ESR's history of hackerdom seems pretty consistent with Levy's in Hackers: Heroes of the Computer Revolution- he even references Levy's book a few times. However, ESR goes on give a little more insight to the life in Hackerdom: he talks about the Jargon File (hacker slang dictionary) and how hacking reached other universities besides MIT and Stanford. The most important new insight ESR gives is the Rise of Unix, which to me is a very central idea to being a hacker. A must-have, if you will. He talks about the many different strains and flavors and how certain distributions compared. His desciptions add another layer of depth to our knowledge of hackers, a layer we hadn't received from Levy or Graham (ugh he's the worst).

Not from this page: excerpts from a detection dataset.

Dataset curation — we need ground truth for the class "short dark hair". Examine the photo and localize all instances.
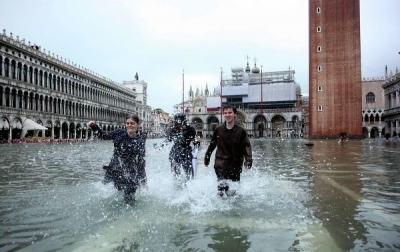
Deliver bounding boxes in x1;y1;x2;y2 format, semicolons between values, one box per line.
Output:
126;114;140;124
222;104;237;114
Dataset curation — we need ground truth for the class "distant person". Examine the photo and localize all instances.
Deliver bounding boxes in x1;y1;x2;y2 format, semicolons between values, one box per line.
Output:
392;131;398;143
385;133;390;143
160;113;200;183
88;114;148;204
204;105;252;196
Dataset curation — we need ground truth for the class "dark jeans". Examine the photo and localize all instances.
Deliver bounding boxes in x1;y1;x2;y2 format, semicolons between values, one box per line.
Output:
214;167;241;182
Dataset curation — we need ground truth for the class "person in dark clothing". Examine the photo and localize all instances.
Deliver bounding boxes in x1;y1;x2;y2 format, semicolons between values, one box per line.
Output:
204;105;252;196
166;113;200;182
88;114;148;204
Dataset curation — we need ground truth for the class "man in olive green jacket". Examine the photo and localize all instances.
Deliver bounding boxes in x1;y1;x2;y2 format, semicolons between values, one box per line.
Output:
204;105;252;196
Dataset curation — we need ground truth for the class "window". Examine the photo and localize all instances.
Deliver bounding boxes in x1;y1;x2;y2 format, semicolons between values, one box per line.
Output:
365;92;375;103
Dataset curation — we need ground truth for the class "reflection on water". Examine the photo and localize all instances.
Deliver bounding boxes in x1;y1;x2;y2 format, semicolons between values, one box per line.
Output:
0;139;400;251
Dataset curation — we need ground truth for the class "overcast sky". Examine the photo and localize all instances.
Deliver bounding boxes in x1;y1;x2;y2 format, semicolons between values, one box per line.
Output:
0;0;400;113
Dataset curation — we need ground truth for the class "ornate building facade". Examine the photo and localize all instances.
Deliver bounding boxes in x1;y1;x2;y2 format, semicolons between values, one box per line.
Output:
382;68;400;135
362;76;385;138
0;30;137;141
174;63;304;138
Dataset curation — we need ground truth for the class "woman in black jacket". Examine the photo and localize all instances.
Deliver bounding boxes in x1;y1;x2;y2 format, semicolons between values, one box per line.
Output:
204;105;252;196
88;114;148;204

ESR compares traditional software building to building a cathedral, "carefully crafted by individual wizards or small bands of mages working in splendid isolation, with no beta to be released before its time." Before Linux came around, he saw large or important
pieces of software as tasks that could only be done in a what seems like proprietary
manner. However, the idea that Linus Torvalds brought to the table, "release early and often, delegate everything you can, be open to the point of promiscuity," seemed more
like a bazaar where diverse people and ideas floated around in a babbling sensation.
Personally, I think most of my experiences fall under the bazaar category. First, my
work is never complete, so one could argue that I always release betas (conflicting
with the idea of building a cathedral). Secondly, as soon as I was introduced to the
bazaar-style approach, I quickly adopted and never went back. It has been during this
time that I have written my best code and learned good coding practice, so my work
before then barely even counts. However, there have been two times I have had an
experience more similar to cathedral-building than bazaar-babbling: my work with IBM.
IBM, one of the proprietarization proponents of the world. My experience ranges from freaking fantastic to the ultimate black hole depths of despair (you think I'm joking... sad this is I'm not). One thing was consistent- the idea of working in a bazaar. Work happened in isolation, with small groups of dedicated workers, treating their work as a secret that could impact the life or death of a million of lives. Very different than the Linux Bazaar approach, and one of the major pushes to my Bazaar-favor.
Good programmers know what to write. Great ones know what to rewrite (and reuse).
Once, I made a super cool (*cough shitty) XML parser using (Coconut)[http://coconut-lang.org/] and I was super pleased with myself. Then I found a Python library that did it better and I reluctantly threw in the towl. But why use my poor-performing code when I could use an extremely well-made library? The learning experience was awesome but that didn't mean I couldn't recognize the inefficiency of using my code over the library. I think this mentality is important: code for the sake of learning, but be able to recognize when to use someone else's better work (and of course give credit where credit is due). We live in an open-source world people.
Release early. Release often. And listen to your customers.
I have become so spoiled with a rolling release Linux distribution: I'm at the bleeding edge, I'm learning a lot (which is the type of thing I enjoy), and things just get done quicker and get better quicker. This tight feedback loop really has an affect on the product. As a consumer/user of Arch Linux, I'm able to see that from the user perspective, which is the best type of perspective going into software development.
Perhaps in the end the open-source culture will triumph not because cooperation
is morally right or software hoarding is morally wrong (assuming you believe
the latter, which neither Linus nor I do), but simply because the closed-source
world cannot win an evolutionary arms race with open-source communities that
can put orders of magnitude more skilled time into a problem.
Yes. Prime example: Apple's Swift Programming Language. In typical Apple fashion, they kept the development close-source... until the language wasn't developing as rapidly as they wished. Then they made it open-source. QED.